Market participants have formed a tight consensus on the likely path of 2021. Even if the crowd is slightly wrong about vaccinations reaching the masses in the spring of 2021, unleashing a step-up in mobility and economic activity in the second half, it is likely these events are now fully baked into asset prices. Unless events come as a complete surprise, it is now a more interesting question to ask what 2022 will look like.

Despite vaccination programs, Covid-19 will still be influencing the global economy to some degree in 2022. While 1 billion people are likely to have been vaccinated by the end of 2021, this would still represent only one-eighth of the global population. Moreover, vaccinations will be concentrated in countries representing half the global economy, as developed market economies had a head start in acquiring vaccine stock. While 2021 will be about lifting the ceiling on growth for most developed economies, 2022 and beyond could be the equivalent for most emerging economies.

In the last decade, monetary and fiscal policy played a key role in determining asset prices. Once herd immunity begins to set in for developed economies, policymakers will begin to think about trimming stimulus. Yet after such a horrific episode, most governments and central bankers will likely drag their feet. This means 2022 will also be about the degree of stimulus withdrawal in developed economies, as well as who moves first, and who drags their feet.  Clearly the US will withdraw sooner than Europe or Japan, favoring the latter two in markets.

Most emerging economies went ‘lighter and later’ on stimulus, will receive vaccines later, and thus may well not withdraw stimulus measures in 2022. China, for one, has its next five-year Party Congress in mid-2022. There is no sense in China reducing stimulus before this point, which is a positive for other emerging countries tightly linked to China.

With new administrations starting up in the US and Germany in 2021, the coming year will likely be devoted to rebuilding multi-lateral relations and commitments, leading to 2022 as a year to revisit trade issues – another potential plus for more trade-dependent emerging economies. 

Meanwhile, with Europe and China already moving now on reframing regulation of technological platform companies that have been using their status to pre-empt competition, the new US administration will soon also be in search of a new anti-trust theory that does not rely on rising consumer prices as a precondition for taking action.
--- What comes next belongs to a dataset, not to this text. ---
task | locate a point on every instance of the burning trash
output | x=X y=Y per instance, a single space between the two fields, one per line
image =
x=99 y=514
By 2022, the US may take a similar approach to Europe and China, where merely the presence of anti-competitive actions is now enough to presume damage to what “might have been” with respect to smaller firms and the state of competition and innovation.
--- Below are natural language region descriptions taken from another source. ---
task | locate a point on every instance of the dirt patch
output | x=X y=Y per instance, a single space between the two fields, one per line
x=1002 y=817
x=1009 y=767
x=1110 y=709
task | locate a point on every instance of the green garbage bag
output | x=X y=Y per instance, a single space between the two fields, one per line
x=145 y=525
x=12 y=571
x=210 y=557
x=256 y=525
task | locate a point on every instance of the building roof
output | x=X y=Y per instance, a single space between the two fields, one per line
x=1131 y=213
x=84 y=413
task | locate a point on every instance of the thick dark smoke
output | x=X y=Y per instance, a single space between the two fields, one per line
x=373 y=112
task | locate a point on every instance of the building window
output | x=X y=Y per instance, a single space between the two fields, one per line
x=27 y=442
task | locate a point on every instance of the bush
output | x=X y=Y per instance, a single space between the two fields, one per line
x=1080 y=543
The question then is what to do in the meantime? How should investors approach asset class positioning in the year ahead? As these trends begin to play out, we’ve grown more bullish on multi-asset allocations overall. Most categories (risk premia, absolute return, total return) struggled in 2016-2019 as ‘end-of-cycle-itis’ herded investors into the safest pockets of capital markets irrespective of valuation.  Most multi-asset strategies utilize valuation as a key component of their investment processes.  Early on in cycles, valuation turns into a tailgating for many years. 

We were bullish on Asia early on in the 2020 recovery given the region’s relatively deft handling of the Covid-19 crisis, which provides a tailwind through 2021.  From here, Europe, Mexico and Brazil are next up joining the upswing.
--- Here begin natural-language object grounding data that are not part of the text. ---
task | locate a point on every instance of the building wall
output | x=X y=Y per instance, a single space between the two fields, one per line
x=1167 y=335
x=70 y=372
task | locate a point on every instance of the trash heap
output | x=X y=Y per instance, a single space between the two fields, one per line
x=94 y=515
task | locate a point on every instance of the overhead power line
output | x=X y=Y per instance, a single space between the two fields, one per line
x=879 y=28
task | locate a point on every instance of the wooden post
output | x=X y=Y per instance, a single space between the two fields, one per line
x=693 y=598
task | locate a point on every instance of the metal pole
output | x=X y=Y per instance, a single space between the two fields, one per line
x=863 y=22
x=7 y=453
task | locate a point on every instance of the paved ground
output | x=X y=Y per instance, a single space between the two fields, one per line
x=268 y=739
These recovery forces also imply a moderately bullish approach to credit.  Central bank support has morphed beyond keeping rates low (which makes credit easier to service) to also making room within their QE programs to support pockets of credit.  While recent issuance of corporates has been much greater than anticipated due to strong demand and low absolute yields, supply should slow from here leading to more spread compression.

Likewise, we remain constructive on global equities, expecting them to continue looking beyond Covid-19 and focused on the vaccine-enabled recovery in the second half.  While valuations look high relative to their own history, they look cheap relative to government securities.  If the latter’s yields stay repressed for a long time, expect P/E’s to stay at these levels.  Earnings revisions are trending higher, CEO confidence is strong.   The herding within markets into safe zones during 2016-2019 elevated defensive equities.  Don’t get caught up between choosing true secular growth versus cyclicals.  Own both at the expense of defensives.

Bottom line? With 2021 as preamble, 2022 may well be about selective monetary and fiscal policy withdrawal, a continued broad based healing process with respect to trade, and new anti-trust concepts upon which technological platforms must operate. In the meantime, investment opportunities will be there for the taking.